Moving on to Montana, but still stuck in rye mode, I purchased this small loaf of dark rye at On the Rise in Bozeman. Yum.

Here’s the storefront, and below is a rack of hearth bread with the listed prices. Montana is a big grower of winter wheat, and I’m tempted to purchase some wheat directly from this company, a Montana family of farmers who seem to love their trade. But look at those prices?! Makes you want to bake your own hearth bread, doesn’t it?

In Washington we mostly ate at home (at Harvey and Linda’s, I mean!), and there I baked up a fresh batch of buttermilk biscuits right off a recipe card that looked to be about 40 years old. Honored.

And in Oregon, I thought about pulling out my starter, which I’d kept secreted away for the whole trip, but didn’t. We were sidelined by snow and other things and before you knew it, we were home!

Now it’s your turn. All you beautiful people come from hither and yon. I’d love for you to post your favorite bakeries or breads that you find in your part of the world. It’d be fun to compile a list of faves for that next time–that next road trip, that either you–or I–take.

How ’bout it?


5 thoughts on “Bread on the Road

  1. North Star Bakery, Wasilla Alaska

    Owned by a wonderful couple in our church, Gary and Donna Young. They have a wide variety of homemade breads. They also have delicious pasteries, cakes and other desserts. You can stop in for a sandwich and soup for lunch and they also make espressos. They also sell jam made by Christine Rogers of “The Apple Branch Pantry” and homemade items from St. John the Forerunner Monastery in Goldendale WA.

  2. Clark’s Pastry Shop & Deli
    Bethany, Oklahoma,Bethany,+OK&cid=16582271442355676114&ei=iUEsTvDoNsjv0gH_vLDkDg&sa=X&oi=local_result&ct=placepage-link&resnum=1&ved=0CBwQ4gkwAA

    This little shop has been around at least 30 years, when my husband was a little boy. My mother-in-law apprenticed here many years ago and learned how how bake all kinds of wonderful things. Siegi and Crystal (whose last name, incidentally, isn’t Clark) are the kind of folks that live baking. If you are ever in the Oklahoma City neighborhood, stop in for a sandwich and get some treats to take with you. It’s been about 10 years since I’ve been there now, but last time I went, Crystal gave me a box of cookies to bring home to my husband. When he opened the box, he found some little horse sugar cookies and told me that they had been his favorite as a child. Wish we weren’t 16 hours away!

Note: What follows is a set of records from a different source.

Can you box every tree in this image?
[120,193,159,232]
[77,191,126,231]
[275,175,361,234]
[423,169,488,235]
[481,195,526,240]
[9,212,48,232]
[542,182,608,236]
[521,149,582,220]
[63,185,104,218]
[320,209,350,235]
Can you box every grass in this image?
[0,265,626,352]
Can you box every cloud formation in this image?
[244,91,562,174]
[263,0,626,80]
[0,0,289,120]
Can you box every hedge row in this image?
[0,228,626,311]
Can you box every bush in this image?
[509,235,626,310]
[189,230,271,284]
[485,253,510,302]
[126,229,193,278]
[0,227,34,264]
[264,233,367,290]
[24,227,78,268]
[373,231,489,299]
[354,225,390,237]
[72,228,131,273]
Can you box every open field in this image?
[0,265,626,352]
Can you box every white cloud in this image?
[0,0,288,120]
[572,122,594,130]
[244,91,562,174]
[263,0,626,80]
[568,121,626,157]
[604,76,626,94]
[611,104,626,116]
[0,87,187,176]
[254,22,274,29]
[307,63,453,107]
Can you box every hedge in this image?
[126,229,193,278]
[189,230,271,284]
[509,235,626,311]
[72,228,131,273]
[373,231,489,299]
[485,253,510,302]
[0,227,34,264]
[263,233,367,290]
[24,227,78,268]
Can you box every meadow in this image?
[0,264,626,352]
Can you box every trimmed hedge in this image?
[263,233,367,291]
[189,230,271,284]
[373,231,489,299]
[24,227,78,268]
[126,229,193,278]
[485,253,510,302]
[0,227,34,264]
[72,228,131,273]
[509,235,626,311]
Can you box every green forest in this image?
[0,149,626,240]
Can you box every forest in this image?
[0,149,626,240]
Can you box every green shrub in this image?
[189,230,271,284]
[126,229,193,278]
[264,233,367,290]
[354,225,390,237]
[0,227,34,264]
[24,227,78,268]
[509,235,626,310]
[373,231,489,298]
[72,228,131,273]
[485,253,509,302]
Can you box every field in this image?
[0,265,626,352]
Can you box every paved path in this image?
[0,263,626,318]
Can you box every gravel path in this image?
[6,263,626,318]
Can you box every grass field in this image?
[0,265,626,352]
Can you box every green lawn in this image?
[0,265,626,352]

  3. Maybe one of these days you’ll open your own little bakery right here in SB, selling those yummy loaves you make. Maybe you could simply add yourself to the special “add on” purchase options for Local Harvest Delivery. Or you could take subscriptions of folks who want one loaf (of whatever you happen to be in the mood of making) per week. I’d certainly subscribe. 🙂

  4. Well, if you ever make it to Eugene, I’ll bake you some bread! Three of my family members went gluten free about a year and a half ago, and I pretty much stopped baking bread, and buying it, at that point. I do miss it!
    Looks like you stumbled upon some lovely breads on your travels. Those cinnamon rolls look amazing!

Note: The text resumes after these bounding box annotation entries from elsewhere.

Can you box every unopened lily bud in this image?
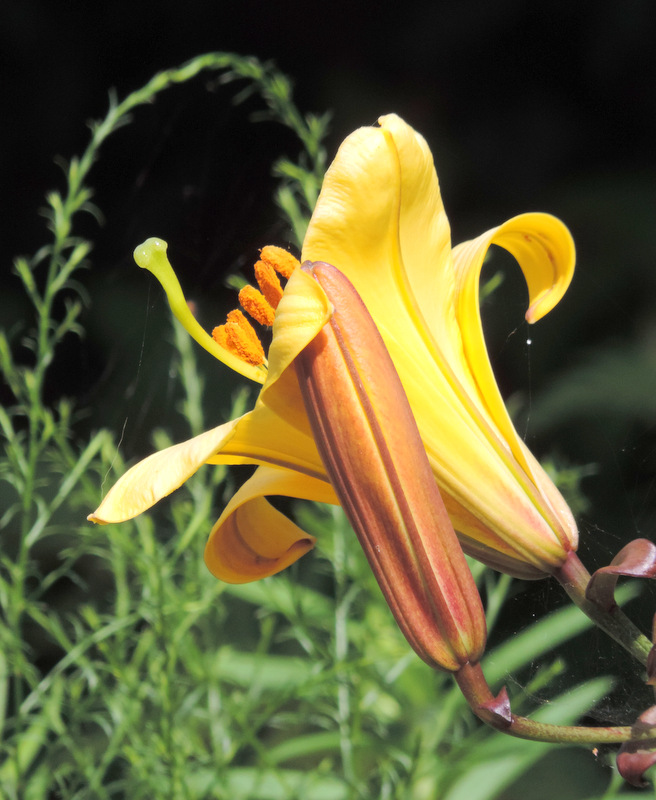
[295,262,486,672]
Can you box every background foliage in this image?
[0,3,656,800]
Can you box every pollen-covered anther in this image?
[212,309,266,366]
[254,261,282,310]
[239,284,274,327]
[260,244,301,278]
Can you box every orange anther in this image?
[212,310,265,367]
[253,261,282,309]
[239,286,282,327]
[225,309,265,366]
[260,244,301,278]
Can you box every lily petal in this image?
[205,466,338,583]
[87,419,240,525]
[303,115,576,574]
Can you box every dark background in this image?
[0,0,656,636]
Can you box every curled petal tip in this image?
[617,706,656,789]
[585,539,656,611]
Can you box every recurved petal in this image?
[303,114,457,362]
[205,466,338,583]
[453,213,575,482]
[87,419,240,525]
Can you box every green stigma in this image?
[134,237,267,383]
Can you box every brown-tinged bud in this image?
[295,262,486,672]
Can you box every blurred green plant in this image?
[0,53,652,800]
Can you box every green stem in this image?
[553,552,652,666]
[454,664,647,744]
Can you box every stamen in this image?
[220,309,266,366]
[260,244,301,278]
[239,286,274,327]
[252,261,282,310]
[212,245,300,366]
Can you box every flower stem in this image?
[553,552,652,666]
[454,664,635,744]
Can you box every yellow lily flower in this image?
[90,115,577,582]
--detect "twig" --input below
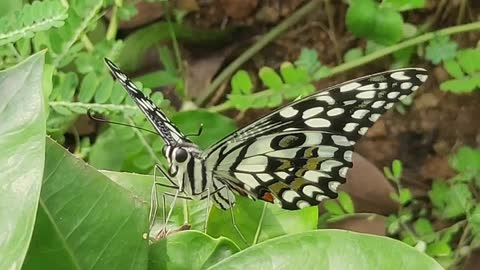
[209,22,480,112]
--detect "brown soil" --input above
[189,0,480,196]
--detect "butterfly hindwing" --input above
[203,68,427,209]
[105,58,190,145]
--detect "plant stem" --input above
[106,5,118,40]
[209,22,480,112]
[126,117,161,164]
[197,0,321,105]
[163,2,186,78]
[80,34,95,52]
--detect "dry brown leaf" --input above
[339,153,399,215]
[186,46,235,98]
[220,0,258,19]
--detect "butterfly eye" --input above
[175,148,188,163]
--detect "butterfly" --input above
[105,59,428,210]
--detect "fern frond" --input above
[0,0,67,45]
[51,0,103,67]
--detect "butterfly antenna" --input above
[87,108,158,135]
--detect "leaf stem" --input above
[208,22,480,112]
[106,5,118,40]
[197,0,321,105]
[252,202,268,246]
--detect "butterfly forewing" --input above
[105,58,190,145]
[202,68,427,209]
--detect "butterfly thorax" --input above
[163,142,211,197]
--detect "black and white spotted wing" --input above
[201,68,427,210]
[105,58,190,145]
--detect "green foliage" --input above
[323,191,355,219]
[0,0,480,269]
[440,48,480,94]
[0,0,67,46]
[22,138,151,269]
[228,62,315,110]
[381,0,426,11]
[0,52,46,269]
[209,230,442,270]
[425,36,458,65]
[346,0,404,45]
[384,147,480,266]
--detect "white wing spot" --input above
[282,189,300,202]
[368,113,382,122]
[340,82,362,92]
[234,172,258,188]
[115,71,127,82]
[126,80,138,93]
[317,145,338,158]
[302,185,323,197]
[315,194,328,202]
[328,181,340,192]
[305,118,331,128]
[332,135,351,146]
[390,71,410,81]
[372,100,385,109]
[237,156,268,172]
[352,109,369,119]
[387,91,400,99]
[327,108,345,116]
[275,172,289,180]
[303,171,332,183]
[385,102,394,110]
[343,123,358,132]
[343,150,353,162]
[338,167,349,178]
[357,82,388,91]
[297,200,310,209]
[417,74,428,82]
[358,127,368,136]
[355,90,375,99]
[302,107,323,119]
[320,159,343,172]
[343,100,357,106]
[155,111,166,120]
[317,94,335,105]
[400,82,413,90]
[280,107,298,118]
[257,173,272,182]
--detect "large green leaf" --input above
[149,231,239,270]
[23,139,148,269]
[0,52,45,269]
[209,230,442,270]
[207,196,318,248]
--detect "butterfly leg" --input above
[200,186,235,233]
[149,164,179,236]
[203,188,211,234]
[228,190,248,245]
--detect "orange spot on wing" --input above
[262,191,273,203]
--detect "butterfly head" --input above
[162,143,200,176]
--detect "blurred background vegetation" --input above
[0,0,480,269]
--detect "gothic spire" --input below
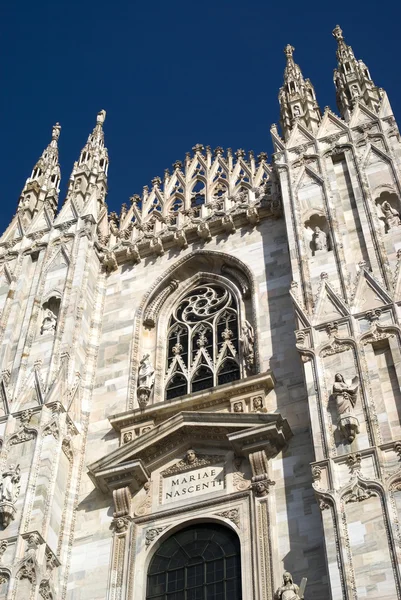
[333,25,381,121]
[18,123,61,221]
[278,44,321,140]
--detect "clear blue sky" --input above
[0,0,401,231]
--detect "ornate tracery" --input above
[166,283,243,400]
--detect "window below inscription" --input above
[146,523,242,600]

  5. Ditto Carla Harris. . .sign me up for 1 loaf/wk of whatever is the weekly special!

    On my annual trek to Colorado to enjoy a real fall season, my friend Susan and I took a day trip up to the old mining town of Silverplume. . .about 45 minutes outside of Denver, off I-70. It was the afternoon on a weekday and the town looked deserted. But, we decided to get out and stretch out legs and wander around to see what we could see.

    We found the town bakery, Sopp & Truscotti, but it was closed. However, the owners had a large cooler outside the front door full of fresh baked bread. Put your money in the coffee can and take what you want. We chose several loaves, including one called “Johnny Bread” – a wheat, walnut, fruit that proved delish with some light toasting and a wisp of butter.

    So, on your next trek to Ft. Collins and you happen to travel in on I-70 be sure to stop at Sopp’s!